Las estrictas políticas migratorias del presidente Donald Trump, que contemplan deportaciones masivas, también traen como consecuencias afectaciones a las mascotas. Este fenómeno, hasta ahora poco reconocido, fue reportado ampliamente por el diario local Miami News Times.
Uno de los casos más relevantes es el de Nino, un perro de siete años de edad, que en 2023 fue adoptado de la Humane Society of Broward County. Sin embargo, en junio pasado fue devuelto al refugio acompañado de una simple nota que decía: “familia deportada”.
Esta es solo una de las numerosas historias que han ocurrido en el sur de Florida, donde los refugios de animales están siendo saturados por el aumento de animales entregados debido a la deportación de sus propietarios.
Cherie Wachter, portavoz de la Humane Society of Broward County, confirma que al menos cuatro perros y un gato fueron entregados al refugio en el último mes por la misma razón: deportación de los dueños. Uno de los casos más destacados es el de Bruce, un pitbull de cinco años cuyo dueño fue deportado y, aunque la esposa de este intentó cuidar de Bruce, la aerolínea se negó a transportarlo.

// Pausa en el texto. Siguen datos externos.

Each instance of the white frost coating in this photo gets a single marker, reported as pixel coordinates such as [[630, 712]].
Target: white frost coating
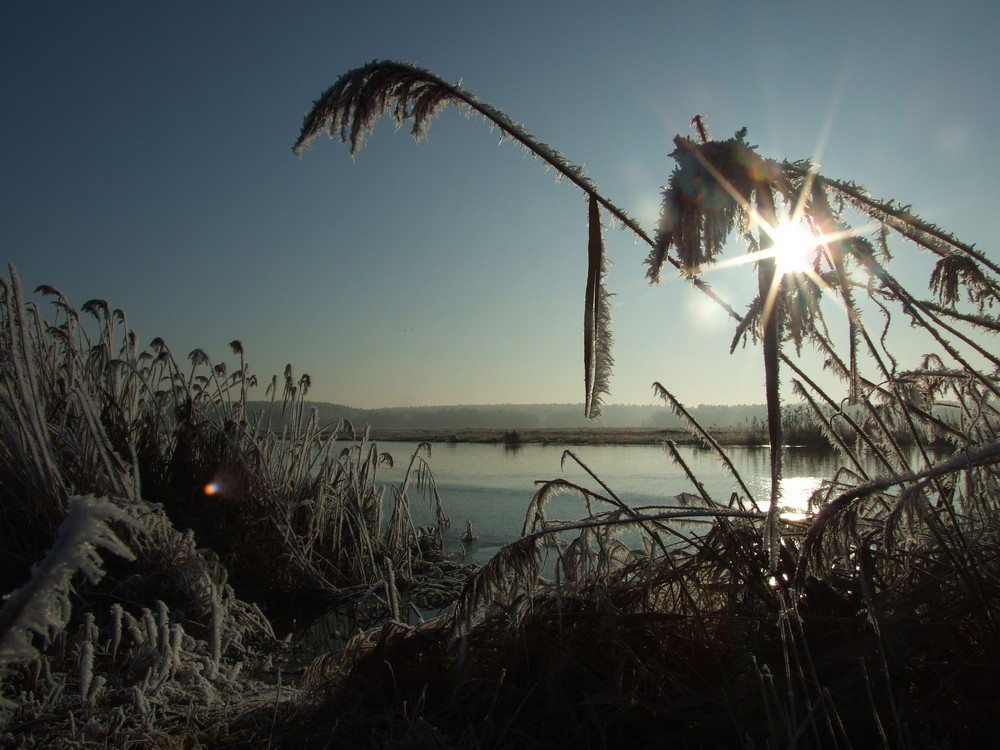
[[42, 605]]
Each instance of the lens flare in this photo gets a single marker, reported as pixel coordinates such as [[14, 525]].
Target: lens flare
[[794, 248]]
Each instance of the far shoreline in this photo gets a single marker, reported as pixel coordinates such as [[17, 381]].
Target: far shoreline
[[566, 436]]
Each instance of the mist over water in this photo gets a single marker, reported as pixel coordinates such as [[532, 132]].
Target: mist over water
[[492, 485]]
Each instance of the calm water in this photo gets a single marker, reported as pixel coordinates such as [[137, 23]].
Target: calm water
[[492, 485]]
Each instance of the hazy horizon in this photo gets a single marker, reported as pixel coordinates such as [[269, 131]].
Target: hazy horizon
[[146, 160]]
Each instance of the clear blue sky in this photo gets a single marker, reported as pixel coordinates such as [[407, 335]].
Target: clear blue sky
[[145, 158]]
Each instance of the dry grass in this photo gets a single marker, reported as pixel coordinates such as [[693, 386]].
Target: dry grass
[[872, 622], [141, 608]]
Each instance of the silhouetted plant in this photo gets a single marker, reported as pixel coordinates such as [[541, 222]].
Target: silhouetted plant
[[774, 615]]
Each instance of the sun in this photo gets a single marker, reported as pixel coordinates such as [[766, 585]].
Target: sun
[[794, 249]]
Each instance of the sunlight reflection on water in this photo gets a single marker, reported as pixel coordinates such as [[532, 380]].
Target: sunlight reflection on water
[[493, 487]]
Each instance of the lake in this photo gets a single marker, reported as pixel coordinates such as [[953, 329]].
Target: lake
[[491, 485]]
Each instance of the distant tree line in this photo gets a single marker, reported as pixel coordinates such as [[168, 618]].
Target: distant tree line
[[529, 416]]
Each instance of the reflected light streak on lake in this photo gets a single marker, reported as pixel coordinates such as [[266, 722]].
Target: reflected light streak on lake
[[492, 485]]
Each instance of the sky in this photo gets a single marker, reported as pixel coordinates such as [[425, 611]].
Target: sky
[[145, 159]]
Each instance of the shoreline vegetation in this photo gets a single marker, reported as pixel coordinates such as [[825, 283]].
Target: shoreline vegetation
[[579, 436], [182, 571]]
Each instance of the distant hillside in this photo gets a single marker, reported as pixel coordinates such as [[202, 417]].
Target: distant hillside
[[525, 416]]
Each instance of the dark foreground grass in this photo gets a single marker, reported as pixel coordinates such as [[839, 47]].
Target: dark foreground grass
[[140, 610]]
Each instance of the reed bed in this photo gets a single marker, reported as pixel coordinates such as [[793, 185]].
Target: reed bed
[[155, 535], [141, 608], [868, 620]]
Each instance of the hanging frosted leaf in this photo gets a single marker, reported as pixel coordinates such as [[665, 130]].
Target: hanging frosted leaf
[[597, 359]]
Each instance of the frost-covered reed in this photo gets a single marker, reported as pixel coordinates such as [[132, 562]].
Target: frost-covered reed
[[871, 621], [147, 520]]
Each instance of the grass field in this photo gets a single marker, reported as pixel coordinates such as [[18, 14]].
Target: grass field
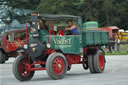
[[123, 50]]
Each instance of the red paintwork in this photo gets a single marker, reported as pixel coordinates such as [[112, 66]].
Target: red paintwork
[[58, 65], [23, 69], [10, 46], [101, 61], [73, 59], [113, 30]]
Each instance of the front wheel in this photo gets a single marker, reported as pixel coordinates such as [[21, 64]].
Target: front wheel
[[56, 65], [20, 70], [99, 61]]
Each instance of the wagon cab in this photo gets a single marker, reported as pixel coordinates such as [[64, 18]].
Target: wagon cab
[[54, 49]]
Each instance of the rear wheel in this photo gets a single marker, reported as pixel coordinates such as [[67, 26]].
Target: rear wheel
[[90, 64], [2, 57], [20, 70], [99, 61], [56, 66], [96, 62]]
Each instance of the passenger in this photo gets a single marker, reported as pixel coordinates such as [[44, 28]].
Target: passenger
[[72, 28]]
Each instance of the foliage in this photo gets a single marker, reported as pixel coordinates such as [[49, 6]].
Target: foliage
[[106, 12]]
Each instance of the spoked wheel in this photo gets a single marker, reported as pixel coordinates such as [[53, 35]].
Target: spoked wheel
[[20, 70], [99, 62], [96, 62], [56, 66]]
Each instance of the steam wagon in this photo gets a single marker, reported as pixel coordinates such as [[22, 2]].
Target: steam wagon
[[10, 43], [55, 50]]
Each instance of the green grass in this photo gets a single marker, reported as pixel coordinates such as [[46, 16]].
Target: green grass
[[123, 51]]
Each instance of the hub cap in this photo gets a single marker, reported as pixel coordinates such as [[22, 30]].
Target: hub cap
[[23, 69], [58, 65], [101, 61]]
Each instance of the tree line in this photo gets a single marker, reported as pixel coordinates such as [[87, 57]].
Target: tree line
[[106, 12]]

El refugio de Broward no es el único afectado. En Palm Beach County, la directora de Animal Care and Control, Janet Steele, señala que al menos 19 animales han sido entregados en lo que va del año debido a la deportación de sus propietarios.
Los refugios de la región están enfrentando una crisis de sobrepoblación debido a la creciente entrega de animales, sumada a la falta de recursos y espacio. Miami-Dade County Animal Services, por ejemplo, ha estado lidiando con la saturación de sus instalaciones, donde el refugio de Doral, con capacidad para 350 perros, ha tenido que alojar a casi 600.
La portavoz, Mylena González, reconoce que este “colapso de la población” ha dificultado el cuidado adecuado de los animales y ha aumentado los riesgos para su salud. En este contexto, los refugios de la región dependen de la ayuda de adoptantes y organizaciones de rescate para aliviar la presión.
A pesar de la difícil situación, varios grupos de rescate, como Lady Luck Animal Rescue, han logrado encontrar hogares temporales para algunos de los animales. Zuri, una perra pastor alemán de cinco años, fue uno de los casos rescatados, encontrando un hogar provisional rápidamente gracias al esfuerzo de estos voluntarios. Sin embargo, muchos otros animales, como los gatos Milady y Vader, continúan esperando un hogar definitivo.